Il est temps que les autorités politiques européennes demandent une consultation aux élites islandaises pour apprendre comment se sortir du trou dans lequel elles ont collé le vieux continent.
Par Charles Gave.
Publié en collaboration avec l'Institut des libertés.
Aujourd’hui, et grâce à cette machine à détruire l’Europe qu’est l’euro, nous avons cinq pays européens qui n’ont plus accès aux marchés financiers, des dettes étatiques qui continuent à exploser trois ans après le début de la crise, un taux de chômage dans l’Europe du sud qui frôle les 25%, un taux de chômage des jeunes de 25 ans qui dépasse les 50%, des PNB en chute libre, l’émergence d’un parti ouvertement raciste en Grèce, des tendances à la sécession de certaines provinces en Espagne (Catalogne, Pays Basque) ou en Italie…

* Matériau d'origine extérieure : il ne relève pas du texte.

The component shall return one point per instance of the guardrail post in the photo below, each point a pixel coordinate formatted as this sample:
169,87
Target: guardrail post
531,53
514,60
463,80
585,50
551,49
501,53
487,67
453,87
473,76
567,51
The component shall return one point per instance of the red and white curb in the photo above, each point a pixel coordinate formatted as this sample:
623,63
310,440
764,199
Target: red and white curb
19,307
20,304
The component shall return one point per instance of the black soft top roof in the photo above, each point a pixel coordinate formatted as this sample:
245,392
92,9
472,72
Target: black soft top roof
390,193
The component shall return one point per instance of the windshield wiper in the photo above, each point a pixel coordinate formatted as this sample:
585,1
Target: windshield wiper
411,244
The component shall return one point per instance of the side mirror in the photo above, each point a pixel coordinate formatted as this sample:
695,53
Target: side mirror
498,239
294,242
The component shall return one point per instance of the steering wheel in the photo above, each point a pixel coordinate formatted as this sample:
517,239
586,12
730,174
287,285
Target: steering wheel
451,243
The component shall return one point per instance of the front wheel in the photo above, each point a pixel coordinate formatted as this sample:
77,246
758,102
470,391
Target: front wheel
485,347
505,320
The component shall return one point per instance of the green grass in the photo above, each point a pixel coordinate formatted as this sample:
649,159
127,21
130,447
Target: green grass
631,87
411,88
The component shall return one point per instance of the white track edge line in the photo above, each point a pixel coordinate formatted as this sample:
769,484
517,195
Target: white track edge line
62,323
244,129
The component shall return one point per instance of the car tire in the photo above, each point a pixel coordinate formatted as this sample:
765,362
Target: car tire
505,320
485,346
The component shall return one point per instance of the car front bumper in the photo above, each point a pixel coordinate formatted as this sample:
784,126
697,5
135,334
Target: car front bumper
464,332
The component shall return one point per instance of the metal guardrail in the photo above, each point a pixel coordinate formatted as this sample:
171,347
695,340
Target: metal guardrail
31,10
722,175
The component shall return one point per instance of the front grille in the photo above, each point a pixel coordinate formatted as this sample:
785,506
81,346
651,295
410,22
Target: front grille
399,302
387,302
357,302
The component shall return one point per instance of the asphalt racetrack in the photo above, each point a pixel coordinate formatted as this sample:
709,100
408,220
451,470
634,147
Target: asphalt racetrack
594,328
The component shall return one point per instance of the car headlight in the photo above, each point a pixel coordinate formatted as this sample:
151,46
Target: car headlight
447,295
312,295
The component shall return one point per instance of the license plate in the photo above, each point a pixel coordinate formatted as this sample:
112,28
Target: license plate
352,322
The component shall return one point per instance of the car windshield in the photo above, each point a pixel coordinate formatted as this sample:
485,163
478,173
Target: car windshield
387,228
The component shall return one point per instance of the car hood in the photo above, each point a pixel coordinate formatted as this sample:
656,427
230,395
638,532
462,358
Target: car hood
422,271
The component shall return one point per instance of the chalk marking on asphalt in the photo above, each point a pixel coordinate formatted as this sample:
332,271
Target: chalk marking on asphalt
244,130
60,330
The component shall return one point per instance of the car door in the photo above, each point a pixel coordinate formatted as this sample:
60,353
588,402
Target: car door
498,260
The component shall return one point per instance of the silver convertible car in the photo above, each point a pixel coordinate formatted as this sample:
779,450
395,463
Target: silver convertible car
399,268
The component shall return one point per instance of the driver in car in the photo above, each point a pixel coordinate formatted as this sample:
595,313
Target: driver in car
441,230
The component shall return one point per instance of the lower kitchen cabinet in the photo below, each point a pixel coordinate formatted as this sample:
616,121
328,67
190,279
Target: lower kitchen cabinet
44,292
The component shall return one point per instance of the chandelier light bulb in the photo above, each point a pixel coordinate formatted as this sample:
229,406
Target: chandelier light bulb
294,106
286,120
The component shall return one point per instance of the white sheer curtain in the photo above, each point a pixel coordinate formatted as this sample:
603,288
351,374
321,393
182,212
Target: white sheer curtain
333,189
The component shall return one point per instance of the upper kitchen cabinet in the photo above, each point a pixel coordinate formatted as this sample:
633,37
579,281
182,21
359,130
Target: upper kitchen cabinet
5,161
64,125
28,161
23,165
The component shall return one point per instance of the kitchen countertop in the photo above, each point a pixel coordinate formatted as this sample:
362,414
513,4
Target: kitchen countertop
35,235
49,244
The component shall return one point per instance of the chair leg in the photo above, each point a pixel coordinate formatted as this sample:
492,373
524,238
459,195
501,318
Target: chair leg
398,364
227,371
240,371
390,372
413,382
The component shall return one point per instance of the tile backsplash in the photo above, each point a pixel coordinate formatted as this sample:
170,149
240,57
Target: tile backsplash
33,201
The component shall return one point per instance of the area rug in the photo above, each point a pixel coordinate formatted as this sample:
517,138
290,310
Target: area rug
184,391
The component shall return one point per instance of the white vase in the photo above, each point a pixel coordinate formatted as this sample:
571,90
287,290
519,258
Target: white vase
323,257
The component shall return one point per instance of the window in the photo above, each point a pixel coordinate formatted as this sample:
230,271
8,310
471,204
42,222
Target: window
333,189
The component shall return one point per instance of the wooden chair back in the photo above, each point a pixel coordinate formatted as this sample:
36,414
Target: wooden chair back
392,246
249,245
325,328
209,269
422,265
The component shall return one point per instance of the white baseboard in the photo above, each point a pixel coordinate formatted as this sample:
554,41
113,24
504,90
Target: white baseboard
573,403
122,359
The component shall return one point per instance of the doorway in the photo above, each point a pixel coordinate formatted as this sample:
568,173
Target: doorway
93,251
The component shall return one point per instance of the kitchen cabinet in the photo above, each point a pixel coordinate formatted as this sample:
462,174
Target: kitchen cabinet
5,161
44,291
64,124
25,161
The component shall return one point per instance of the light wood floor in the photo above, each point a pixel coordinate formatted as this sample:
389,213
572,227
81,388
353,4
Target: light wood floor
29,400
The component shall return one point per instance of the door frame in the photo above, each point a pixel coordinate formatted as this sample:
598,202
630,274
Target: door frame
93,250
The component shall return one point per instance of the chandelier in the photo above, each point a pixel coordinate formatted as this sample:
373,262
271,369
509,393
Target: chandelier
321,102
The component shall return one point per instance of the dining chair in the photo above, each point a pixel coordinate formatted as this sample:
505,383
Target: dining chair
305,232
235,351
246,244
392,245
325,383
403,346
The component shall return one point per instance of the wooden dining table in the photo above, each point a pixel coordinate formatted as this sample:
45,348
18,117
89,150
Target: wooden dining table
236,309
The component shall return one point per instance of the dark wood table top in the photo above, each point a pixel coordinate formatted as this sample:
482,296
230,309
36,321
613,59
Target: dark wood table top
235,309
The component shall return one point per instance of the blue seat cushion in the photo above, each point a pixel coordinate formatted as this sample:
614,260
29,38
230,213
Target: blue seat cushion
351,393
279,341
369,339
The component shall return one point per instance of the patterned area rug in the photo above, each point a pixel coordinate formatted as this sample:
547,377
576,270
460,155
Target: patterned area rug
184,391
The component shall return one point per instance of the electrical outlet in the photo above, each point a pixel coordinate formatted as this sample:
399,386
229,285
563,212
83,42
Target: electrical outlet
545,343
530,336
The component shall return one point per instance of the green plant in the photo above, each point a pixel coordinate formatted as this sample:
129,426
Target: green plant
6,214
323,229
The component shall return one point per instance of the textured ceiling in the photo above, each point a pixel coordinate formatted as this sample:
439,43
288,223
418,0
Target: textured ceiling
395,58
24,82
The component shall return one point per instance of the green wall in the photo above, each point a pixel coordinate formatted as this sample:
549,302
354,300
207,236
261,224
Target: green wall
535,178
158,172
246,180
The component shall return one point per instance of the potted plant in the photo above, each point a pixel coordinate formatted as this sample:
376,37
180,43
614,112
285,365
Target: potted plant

Devant ce désastre inimaginable, qui ne cesse de s’aggraver et qu’ils ne peuvent plus nier, les réactions de nos hommes politiques européens ne bougent pas d’un iota.
- Démanteler l’euro et retourner aux monnaies nationales serait un désastre encore plus grand, vous disent ceux qui ont créé l’euro contre toute logique économique. Ils se sont trompés sur tout depuis vingt ans. Pourquoi donc les croire sur ce coup là ? De mon côté, j’en doute très fortement. Après tout, je n’ai pas d’exemple dans l’histoire d’un monstre technocratique mis à mort sans que cela ne se traduise par une envolée de la croissance économique et des marchés financiers, le capital pouvant circuler à nouveau en fonction de la rentabilité marginale de ce même capital, mais soit… À mon humble avis, il vaut mieux la fin de l’horreur qu’une horreur sans fin (proverbe allemand).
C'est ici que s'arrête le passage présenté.